Workday’s growth is exponential which is currently trending at 90% a year on average based on the past six years.  One also has to look at the type of customers that Workday has been able to get to better judge that growth.  As of now, Workday has customers such as Lenovo, GMAC Insurance, AAA and Sony Pictures just to name a few.  It is also interesting to see that RightNow, which is Oracle’s recent acquisition, is one of Workday’s clients.  What this means is that Oracle might be expanding and trying to compete with SAP, however, as of now it is not in direct competition with Workday and is in fact partially dependent on Workday’s enterprise software service.

Since Workday is the new kid on the block it has to offer some differentiation from its competitors.  It has been using three main selling points to counter competition – cost, usability and pace of innovation.  Over a 5 year period Workday consistently comes to about half the cost of SAP and PeopleSoft Oracle in any application across the board.  Moreover, Workday looks like a consumer internet application and therefore it does not require as much training as is needed for using software from its competitors.  Most importantly, due to Workday’s cloud model it is able to come up with a new update every four months, which makes Workday more adaptable to the needs of its customers.

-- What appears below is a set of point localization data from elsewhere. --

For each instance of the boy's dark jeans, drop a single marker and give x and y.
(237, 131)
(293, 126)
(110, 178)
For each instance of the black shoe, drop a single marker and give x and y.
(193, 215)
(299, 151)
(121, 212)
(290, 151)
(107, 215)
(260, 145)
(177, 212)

PeopleSoft is easier to use and train people on than SAP.  Moreover, SAP is costlier as compared to PeopleSoft.  So even though SAP provides more functionality but it’s neither easy to use, nor flexible or cheap as compared to PeopleSoft.  So going back to our “A”, “B” and “C” example, we can put PeopleSoft in the “A” category which is great for smaller enterprises and has lesser options.  SAP would go into the “B” category, which can handle more volume and has more applications to ensure it can better match the customer’s needs.  Finally Workday would be “C”, where if the company starts off with Workday’s solutions, it would not need to change any applications and would be able to expand and or contract simultaneously with the customer’s requirements.

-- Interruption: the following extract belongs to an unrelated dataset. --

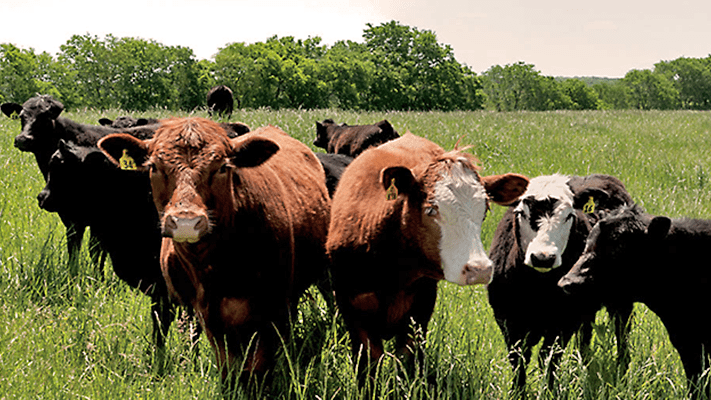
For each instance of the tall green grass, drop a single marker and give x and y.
(87, 335)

It is also important to note that SAP, Oracle and Workday provide analytics as well which allow their customers to better forecast their human resources needs for the future.  Business Intelligence, which is something that SAP is lagging behind Oracle, allows customers to compare labor cost by unit, by market, by role and over a period of time.  It also allows customers to forecast future salaries in the countries they operate in and also allows customers to forecast minimum wage in different regions around the world.  BI is also an excellent tool that allows management to forecast employee turnover which can be a definite asset for the management if it wants to input strategies to retain valuable employees. 

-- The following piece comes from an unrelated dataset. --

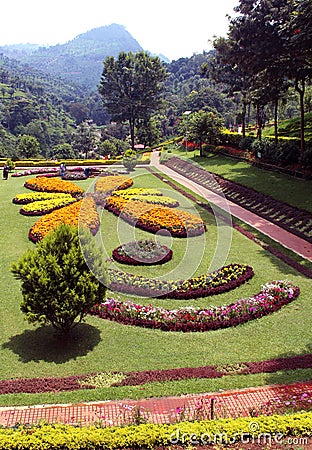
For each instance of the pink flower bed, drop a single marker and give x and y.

One should also note that it is not that just a few types of companies that require this type of software, rather every type of industry needs this type of enterprise software that Workday is offering.  Business Intelligence is a very vast field, so we will delve into this topic more in forth coming articles so you can link different analysis.

What’s in it for me?

After all is read and understood, the question lies – what’s in this article for you?
Coming to the bottom line, Workday is planning on coming out with its Initial Public Offering (IPO) sometime this year.  The IPO is expected to come out in the middle of 2012.  Now you can start to think like a potential investor and how this specific stock might help or hurt your portfolio if you decide to own it.
You can go through the entire process of analyzing this firm by looking at its financial statements and by looking at various key ratios that you are habitual to.  But among other things, you must also try to find out how satisfied are Workday’s customers?  What are the future moves of the management?  How long have the customers signed contracts for with Workday?  What is the size of the average client of Workday?  Including, but not limited to, are there any potential buyers of Workday in the future and if so, can you expect to get a premium by the acquirer?

Workday is the new kid on the block for all practical purposes but the question lies; does this kid have what it takes to compete with the big boys?